相絮无力地垂下手:“为什么,因为我是妖,你是人吗?”
“这么多年了,你还没想明白吗?不是你的出生种族决定了你是谁,而是你自己的选择决定了你是谁。如果你愿意,你可以永远和我站在一边。”
“我当然愿意,我也一直是这样做的,从前我没害过人。”
六爷的声音变得严肃了一些:“后来呢?你出来之后呢?”
相絮跪在地上:“六叔,我错了,我愿意受罚,愿意赎罪。”
天色大变,闪电划过天际,在白日里也格外明亮。天雷落下劈在相絮身上,一道紧接一道,鞭笞着她犯的错,害的人命。

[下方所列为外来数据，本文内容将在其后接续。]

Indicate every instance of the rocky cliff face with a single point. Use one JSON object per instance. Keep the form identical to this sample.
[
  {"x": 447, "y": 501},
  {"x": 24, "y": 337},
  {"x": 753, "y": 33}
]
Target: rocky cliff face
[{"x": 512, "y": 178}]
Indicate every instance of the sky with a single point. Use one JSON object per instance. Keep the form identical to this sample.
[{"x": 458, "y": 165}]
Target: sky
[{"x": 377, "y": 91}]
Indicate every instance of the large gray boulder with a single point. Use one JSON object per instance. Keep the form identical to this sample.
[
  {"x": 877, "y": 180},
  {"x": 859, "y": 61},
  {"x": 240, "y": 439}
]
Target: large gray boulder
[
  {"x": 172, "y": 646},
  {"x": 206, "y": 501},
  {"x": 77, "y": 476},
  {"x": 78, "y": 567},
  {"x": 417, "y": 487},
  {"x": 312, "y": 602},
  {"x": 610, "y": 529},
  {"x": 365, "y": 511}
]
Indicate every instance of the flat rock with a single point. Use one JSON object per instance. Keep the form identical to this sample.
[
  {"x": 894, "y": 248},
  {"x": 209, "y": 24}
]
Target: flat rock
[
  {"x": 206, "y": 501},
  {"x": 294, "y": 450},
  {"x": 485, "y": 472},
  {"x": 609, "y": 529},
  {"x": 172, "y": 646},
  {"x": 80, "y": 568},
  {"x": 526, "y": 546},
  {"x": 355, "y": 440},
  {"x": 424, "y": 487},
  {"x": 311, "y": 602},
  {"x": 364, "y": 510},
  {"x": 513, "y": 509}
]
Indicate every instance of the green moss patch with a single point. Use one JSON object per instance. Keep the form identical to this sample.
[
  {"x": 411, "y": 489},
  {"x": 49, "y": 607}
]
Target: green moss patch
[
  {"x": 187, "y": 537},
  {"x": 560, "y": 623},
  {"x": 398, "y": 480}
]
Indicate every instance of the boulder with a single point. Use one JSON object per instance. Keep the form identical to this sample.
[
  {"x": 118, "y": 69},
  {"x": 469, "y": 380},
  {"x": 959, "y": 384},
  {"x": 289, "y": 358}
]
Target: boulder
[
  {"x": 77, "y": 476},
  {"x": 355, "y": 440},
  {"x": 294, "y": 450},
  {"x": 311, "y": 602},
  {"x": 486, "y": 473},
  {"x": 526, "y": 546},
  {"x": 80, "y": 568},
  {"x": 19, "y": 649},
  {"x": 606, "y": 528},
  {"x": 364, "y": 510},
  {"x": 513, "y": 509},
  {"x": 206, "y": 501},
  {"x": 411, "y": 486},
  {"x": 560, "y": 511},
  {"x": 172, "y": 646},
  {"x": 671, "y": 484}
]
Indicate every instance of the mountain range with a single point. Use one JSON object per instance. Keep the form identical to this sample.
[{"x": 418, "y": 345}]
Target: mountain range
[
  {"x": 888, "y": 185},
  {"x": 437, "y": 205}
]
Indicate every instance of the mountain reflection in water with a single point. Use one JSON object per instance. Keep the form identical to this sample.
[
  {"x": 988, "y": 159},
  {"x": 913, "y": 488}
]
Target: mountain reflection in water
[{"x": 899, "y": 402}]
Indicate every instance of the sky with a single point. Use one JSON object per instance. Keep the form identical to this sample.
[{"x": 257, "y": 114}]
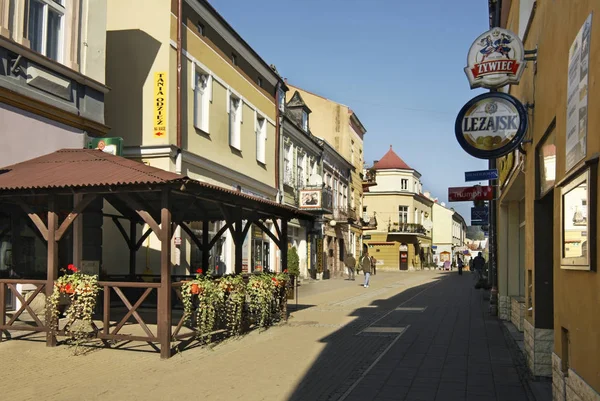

相絮念着经,没有施力抵抗,没有躲闪,毫无怨言。门内的六爷也陪着她一起念着经。
不知落下了多少道雷后,闪电停了下来,肆虐的暴雨落下,将她的罪恶洗刷一清。
六爷这才道:“好了,你开门吧,让我再见见你。”
自从被阵法封印之后,相絮与六爷气息隔绝,便又没了头发,出来后需要吸食人生命供给头发。如今又被关在法阵内,没了供给,她此时头上一片光秃秃。
门推开的瞬间,相絮头上又长出了如瀑黑发。
雨后暖阳的映照下,门内六爷的身形慢慢变淡散去,见风化尘。
“不要哭,从今往后,我与你同在。”
尘封的记忆在相絮脑内闪映。
人妖大战以妖大败为结局,相絮明明没有参战,却还是难逃人们的赶尽杀绝。
那一日相絮已经受了重伤,为避开人们对相絮挖地三尺地追杀,六爷亲手将相絮禁锢在阵法内。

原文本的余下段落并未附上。